2021年11月13日 10時09分51秒 | つれづれ写真録
(承前)

 オホーツク管内斜里町の知床自然センターそその周辺では10月1日から10日まで「知床サスティナブルウイーク」( https://sustainablefes.shiretoko.or.jp/art )が開かれ、トークや、トレッキングツアーなど、さまざまな催しが展開されていました。

 アートのプログラムも多数ありました。
 前項の2人展「RIMSE」と、さっぽろアートビーンズ「自然のトルク」もそのひとつです。

 
 リンク先には、次のアートプログラムも記されています。

 ■JVCケンウッド・デザイン「感性の森 2021~#SHIRETOKO」Online配信 (10月1~10日)

 ■加々見 太地「しれとこ・森のポイエーシス」

 ■Muranishenko サンドアートパフォーマンス (10月1日)

 ■森のブックカフェ by 流氷文庫シリエトク (10月3日)

 このうち、終了期限を設けず展示することになっていたのが、加々見さんの作品です。

 加々見太地さんは東京藝大の彫刻研究科を修了した若手作家。

 会場は、同センターから続く「森づくりの道・開拓小屋コース」の先のほうのようです。

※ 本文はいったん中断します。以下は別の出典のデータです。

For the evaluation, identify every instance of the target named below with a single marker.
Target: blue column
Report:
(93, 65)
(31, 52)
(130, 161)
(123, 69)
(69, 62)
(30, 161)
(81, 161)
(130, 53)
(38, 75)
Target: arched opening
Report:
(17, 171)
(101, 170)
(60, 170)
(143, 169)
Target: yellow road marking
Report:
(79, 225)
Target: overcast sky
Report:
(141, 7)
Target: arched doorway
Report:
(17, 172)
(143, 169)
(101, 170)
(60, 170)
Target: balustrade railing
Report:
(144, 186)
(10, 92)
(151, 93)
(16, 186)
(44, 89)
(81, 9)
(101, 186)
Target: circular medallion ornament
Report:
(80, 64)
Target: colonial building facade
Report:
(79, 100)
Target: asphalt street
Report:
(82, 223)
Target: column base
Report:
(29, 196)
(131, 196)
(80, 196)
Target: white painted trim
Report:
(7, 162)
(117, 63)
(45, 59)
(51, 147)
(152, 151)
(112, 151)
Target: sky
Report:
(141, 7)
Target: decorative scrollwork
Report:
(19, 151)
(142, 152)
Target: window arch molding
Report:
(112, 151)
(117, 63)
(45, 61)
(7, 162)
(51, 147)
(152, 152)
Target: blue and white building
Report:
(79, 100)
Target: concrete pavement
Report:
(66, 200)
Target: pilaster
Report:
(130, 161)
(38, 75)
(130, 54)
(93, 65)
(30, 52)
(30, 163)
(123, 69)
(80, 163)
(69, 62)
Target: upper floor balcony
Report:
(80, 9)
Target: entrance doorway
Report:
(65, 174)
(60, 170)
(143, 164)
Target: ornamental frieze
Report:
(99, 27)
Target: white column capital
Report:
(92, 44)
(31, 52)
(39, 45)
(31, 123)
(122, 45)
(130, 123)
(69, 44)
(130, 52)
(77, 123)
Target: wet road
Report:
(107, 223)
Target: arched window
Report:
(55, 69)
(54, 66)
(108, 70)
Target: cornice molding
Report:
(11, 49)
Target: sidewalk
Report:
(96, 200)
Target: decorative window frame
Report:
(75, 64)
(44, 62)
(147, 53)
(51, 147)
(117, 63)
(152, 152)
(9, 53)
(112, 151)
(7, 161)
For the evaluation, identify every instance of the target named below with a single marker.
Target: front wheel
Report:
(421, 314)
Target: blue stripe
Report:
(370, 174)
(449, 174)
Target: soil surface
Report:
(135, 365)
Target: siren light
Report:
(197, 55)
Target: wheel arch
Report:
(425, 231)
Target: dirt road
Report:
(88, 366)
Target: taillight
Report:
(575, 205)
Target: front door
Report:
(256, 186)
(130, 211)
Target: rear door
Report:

 センター内の略地図では位置関係や距離がいまひとつわかりにくいのですが、とりあえず、行ってみることにしました。
 個人的には、センターからそれほど離れていない「フレペの滝」などにも行ってみたいのですが、この際、アートです。

 道路を渡って、コースに足を踏み入れるなり、早くも後悔の念がきざしました。

 クマがいそうな、ヤバそうな雰囲気に満ちている…。 




 
 「知床サスティナブルウイーク」のサイトには、次のように書いてありました。

知床の森づくり「しれとこ100平方メートル運動」と「彫刻家・加々見太地」による、自然とアートのコラボレーションプロジェクト。森づくりの過程で生じるアカエゾマツの間伐材を用いて、加々見太地が彫刻作品の現地制作と野外展示をおこないます。

タイトルの「ポイエーシス」とは「創造」や「制作」を意味するギリシャ語で、自然そのものが内包する豊かさを、人びとの創作を通じて取り出し、形にあらわす行為と捉えられます。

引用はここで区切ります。